In short, the case against the way the internet is now run simply does not stand up. Techies nostalgic for the free spirit of its early days criticise Icann for becoming overly bureaucratic in its decision-making processes, but it can hardly be said to have done a bad job. The truth is that the pressure for change that bubbled up ahead of the Tunis gathering was (like so much of the rhetoric, rather than the serious science, of the climate change debate) little more than an outburst of anti-Americanism in a new guise.
The EU initially joined the bandwagon, declaring itself in favour of creating a new international regulatory body to take over from Icann.
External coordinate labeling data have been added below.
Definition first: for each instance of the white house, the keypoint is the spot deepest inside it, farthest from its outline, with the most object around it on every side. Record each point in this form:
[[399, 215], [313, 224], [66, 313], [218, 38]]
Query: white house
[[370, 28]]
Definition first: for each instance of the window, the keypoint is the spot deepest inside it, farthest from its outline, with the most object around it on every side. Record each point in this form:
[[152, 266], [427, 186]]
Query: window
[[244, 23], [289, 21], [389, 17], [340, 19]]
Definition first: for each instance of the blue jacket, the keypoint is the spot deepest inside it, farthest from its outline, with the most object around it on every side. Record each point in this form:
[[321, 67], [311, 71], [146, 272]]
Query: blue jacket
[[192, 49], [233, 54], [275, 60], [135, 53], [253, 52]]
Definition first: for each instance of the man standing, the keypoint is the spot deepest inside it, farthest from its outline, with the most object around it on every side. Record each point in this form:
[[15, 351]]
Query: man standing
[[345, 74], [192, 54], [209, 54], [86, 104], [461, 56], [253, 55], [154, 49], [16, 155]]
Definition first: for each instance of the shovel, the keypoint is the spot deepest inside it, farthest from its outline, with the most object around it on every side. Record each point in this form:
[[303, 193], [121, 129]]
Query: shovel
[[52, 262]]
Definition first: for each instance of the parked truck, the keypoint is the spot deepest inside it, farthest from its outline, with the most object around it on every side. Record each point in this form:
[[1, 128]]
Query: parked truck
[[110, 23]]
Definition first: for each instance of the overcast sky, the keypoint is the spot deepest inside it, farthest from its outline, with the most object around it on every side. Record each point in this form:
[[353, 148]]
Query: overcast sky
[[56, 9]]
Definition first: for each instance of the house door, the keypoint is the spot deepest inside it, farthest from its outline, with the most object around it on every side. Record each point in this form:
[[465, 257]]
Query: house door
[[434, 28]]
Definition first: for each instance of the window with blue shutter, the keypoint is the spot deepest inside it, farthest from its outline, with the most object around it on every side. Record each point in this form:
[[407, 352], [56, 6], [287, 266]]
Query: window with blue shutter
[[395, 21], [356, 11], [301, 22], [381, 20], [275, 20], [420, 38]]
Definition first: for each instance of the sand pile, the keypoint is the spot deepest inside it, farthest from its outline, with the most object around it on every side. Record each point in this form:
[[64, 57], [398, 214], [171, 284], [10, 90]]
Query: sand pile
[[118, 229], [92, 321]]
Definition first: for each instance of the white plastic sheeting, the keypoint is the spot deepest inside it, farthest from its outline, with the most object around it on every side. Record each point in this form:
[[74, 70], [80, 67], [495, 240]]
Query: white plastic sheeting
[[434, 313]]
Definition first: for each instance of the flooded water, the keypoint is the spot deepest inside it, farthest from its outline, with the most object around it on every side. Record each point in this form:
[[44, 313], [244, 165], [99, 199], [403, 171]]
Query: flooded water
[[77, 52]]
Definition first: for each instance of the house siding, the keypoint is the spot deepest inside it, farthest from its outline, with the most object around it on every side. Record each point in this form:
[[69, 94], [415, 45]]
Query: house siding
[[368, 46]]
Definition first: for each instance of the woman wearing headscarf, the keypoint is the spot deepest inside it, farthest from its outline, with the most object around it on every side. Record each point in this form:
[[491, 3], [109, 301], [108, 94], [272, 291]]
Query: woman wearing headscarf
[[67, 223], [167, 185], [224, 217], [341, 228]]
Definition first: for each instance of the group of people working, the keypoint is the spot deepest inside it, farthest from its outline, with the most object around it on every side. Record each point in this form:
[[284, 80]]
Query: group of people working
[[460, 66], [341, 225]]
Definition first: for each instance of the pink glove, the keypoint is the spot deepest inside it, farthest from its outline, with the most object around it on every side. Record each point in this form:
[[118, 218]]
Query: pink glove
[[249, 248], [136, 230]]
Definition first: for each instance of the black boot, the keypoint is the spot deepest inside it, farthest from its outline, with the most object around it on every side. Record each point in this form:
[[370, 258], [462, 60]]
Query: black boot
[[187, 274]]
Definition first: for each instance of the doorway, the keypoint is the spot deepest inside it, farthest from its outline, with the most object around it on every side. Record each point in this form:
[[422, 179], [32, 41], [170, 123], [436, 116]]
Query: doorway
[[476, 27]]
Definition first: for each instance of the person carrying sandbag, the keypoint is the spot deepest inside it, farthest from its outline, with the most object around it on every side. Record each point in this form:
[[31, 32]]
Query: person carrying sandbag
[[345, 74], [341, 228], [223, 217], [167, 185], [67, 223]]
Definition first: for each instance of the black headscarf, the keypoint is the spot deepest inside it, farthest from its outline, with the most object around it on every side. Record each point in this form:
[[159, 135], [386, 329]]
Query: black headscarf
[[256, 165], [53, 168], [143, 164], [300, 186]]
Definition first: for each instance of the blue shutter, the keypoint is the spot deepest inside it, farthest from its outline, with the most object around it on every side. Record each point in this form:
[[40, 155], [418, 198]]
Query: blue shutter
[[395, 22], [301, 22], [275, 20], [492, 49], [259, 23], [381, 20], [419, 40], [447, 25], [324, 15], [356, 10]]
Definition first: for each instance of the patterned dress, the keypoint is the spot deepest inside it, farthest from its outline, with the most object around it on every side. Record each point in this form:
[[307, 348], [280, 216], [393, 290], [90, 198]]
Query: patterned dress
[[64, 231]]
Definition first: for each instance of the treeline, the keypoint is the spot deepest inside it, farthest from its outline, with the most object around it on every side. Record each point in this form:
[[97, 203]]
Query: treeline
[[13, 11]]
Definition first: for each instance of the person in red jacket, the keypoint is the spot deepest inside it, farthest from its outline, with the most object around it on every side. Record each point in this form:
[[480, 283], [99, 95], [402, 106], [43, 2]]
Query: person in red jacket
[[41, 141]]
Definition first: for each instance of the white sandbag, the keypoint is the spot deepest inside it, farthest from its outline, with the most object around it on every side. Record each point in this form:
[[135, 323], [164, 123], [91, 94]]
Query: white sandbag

But most of the noise was coming from non-Western governments whose real agenda was to express hostility to Washington while claiming the right to control internet access and content within their own borders for the purposes of repression — China, Iran, Cuba and Syria to the fore. Even Robert Mugabe popped up, like a Spitting Image puppet of himself, to describe the current arrangements as an instrument of ‘neo-colonialism’. American officials recognised what was afoot and declared firmly that they would not contemplate any significant change in the Icann regime.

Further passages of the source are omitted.